Interaction Energy: Coulomb
Here we also take a look at the non covalent interaction energies between the protein and the solvent
Energy Average Err.Est. RMSD Tot-Drift ------------------------------------------------------------------------------- Coul-SR:Protein-non-Protein -21282.1 120 458.064 -645.984 (kJ/mol) Coul-14:Protein-non-Protein 0 0 0 0 (kJ/mol)
The coulomb energy is not converged at all like it is shown in Figure 2.9. So the high fluctuation means that we have a high fluctuation interaction with the surrounding solvet. The fluctuation is much higher than for the wild-type. That could mean, that the physiological environment is not matched at all. This could also be the reason for the strong movement in space. So the electrostatic interferences pushes the protein in one direction. As Coul-14:Protein-non-Protein is just 0, we did not include this term to the figure.
Interaction Energy: Van der Waals
We also take a look at the non covalent interaction energies between the protein and the solvent
Energy Average Err.Est. RMSD Tot-Drift ------------------------------------------------------------------------------- LJ-SR:Protein-non-Protein -2230.49 11 135.734 -66.2062 (kJ/mol) LJ-14:Protein-non-Protein 0 0 0 0 (kJ/mol)
The Van der Waals energy describes the close range interaction of non covalent bound atoms. Figure 2.10 shows the interaction energy of the protein with the solvent. Here we see a smaller fluctuation compared to the coulomb energy, but also here, a convergence is not obervable.
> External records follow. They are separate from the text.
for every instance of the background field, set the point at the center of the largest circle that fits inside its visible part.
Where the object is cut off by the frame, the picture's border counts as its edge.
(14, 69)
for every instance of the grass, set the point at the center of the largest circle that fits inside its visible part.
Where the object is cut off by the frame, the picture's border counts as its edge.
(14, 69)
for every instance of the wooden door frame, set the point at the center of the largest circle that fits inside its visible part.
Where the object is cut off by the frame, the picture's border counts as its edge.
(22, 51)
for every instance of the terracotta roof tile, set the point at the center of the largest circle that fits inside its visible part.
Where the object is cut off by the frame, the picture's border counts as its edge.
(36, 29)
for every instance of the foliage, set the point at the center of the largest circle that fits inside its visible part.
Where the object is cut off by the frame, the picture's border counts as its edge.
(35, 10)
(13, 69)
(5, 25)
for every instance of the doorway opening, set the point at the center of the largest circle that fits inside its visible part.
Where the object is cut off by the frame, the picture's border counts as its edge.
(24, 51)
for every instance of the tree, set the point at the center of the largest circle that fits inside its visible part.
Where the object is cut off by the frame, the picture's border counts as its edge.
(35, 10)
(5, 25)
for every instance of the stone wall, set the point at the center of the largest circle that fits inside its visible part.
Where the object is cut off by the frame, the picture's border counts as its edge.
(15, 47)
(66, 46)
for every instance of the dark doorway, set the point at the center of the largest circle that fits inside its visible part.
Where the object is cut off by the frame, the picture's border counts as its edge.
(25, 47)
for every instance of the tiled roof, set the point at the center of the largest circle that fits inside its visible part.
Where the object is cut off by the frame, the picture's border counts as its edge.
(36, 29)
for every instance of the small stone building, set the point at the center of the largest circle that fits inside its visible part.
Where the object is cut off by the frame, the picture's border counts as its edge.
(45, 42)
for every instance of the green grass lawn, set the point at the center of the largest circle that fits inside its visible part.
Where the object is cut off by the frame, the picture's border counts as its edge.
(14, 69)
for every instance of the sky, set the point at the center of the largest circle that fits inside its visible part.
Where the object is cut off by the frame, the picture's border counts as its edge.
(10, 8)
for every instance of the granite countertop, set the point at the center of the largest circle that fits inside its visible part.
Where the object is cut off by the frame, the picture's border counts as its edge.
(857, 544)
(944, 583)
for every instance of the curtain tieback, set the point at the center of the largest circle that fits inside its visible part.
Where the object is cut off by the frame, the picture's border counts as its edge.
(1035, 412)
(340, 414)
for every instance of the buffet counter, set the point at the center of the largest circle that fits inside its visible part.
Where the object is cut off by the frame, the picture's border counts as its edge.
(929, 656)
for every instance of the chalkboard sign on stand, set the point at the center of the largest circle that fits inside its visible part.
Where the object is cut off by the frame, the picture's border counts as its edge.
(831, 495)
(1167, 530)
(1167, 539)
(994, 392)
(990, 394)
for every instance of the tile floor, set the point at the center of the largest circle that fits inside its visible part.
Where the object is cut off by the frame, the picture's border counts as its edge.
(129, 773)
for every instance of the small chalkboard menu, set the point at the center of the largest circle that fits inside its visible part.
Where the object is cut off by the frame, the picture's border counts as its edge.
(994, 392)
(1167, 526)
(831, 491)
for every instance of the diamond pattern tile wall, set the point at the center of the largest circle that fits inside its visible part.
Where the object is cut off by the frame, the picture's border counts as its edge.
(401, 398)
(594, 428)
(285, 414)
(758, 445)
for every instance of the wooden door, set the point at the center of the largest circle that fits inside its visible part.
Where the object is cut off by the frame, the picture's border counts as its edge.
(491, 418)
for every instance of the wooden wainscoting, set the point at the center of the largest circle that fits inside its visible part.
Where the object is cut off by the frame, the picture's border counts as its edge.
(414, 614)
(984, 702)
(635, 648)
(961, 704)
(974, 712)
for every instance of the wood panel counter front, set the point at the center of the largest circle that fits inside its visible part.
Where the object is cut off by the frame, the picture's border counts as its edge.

The energy level is a bit lower as the one of the wild-type. As LJ-14:Protein-non-Protein is just 0, we did not include this term to the figure.
Minimum distances between periodic images
To create the corresponding .xvg
files, we used the command g_mindist -f 282a_md.tpr.xtc -s 282a_md.tpr -od xvg/mindist_xxxx.xvg -pi
.
Figure 2.11 shows the minimal periodic distance on the protein calculated by the simulation. Figure 2.12 shows the minimal periodic distance on the C-alpha groups. In both cases, the boxes 1,2 and 3 have the same values over time, so just box 3 is visible in the plots. Figure 2.12 shows an oscillation for the minimal distance and a slightly increasing tendence of the maximum internal distance.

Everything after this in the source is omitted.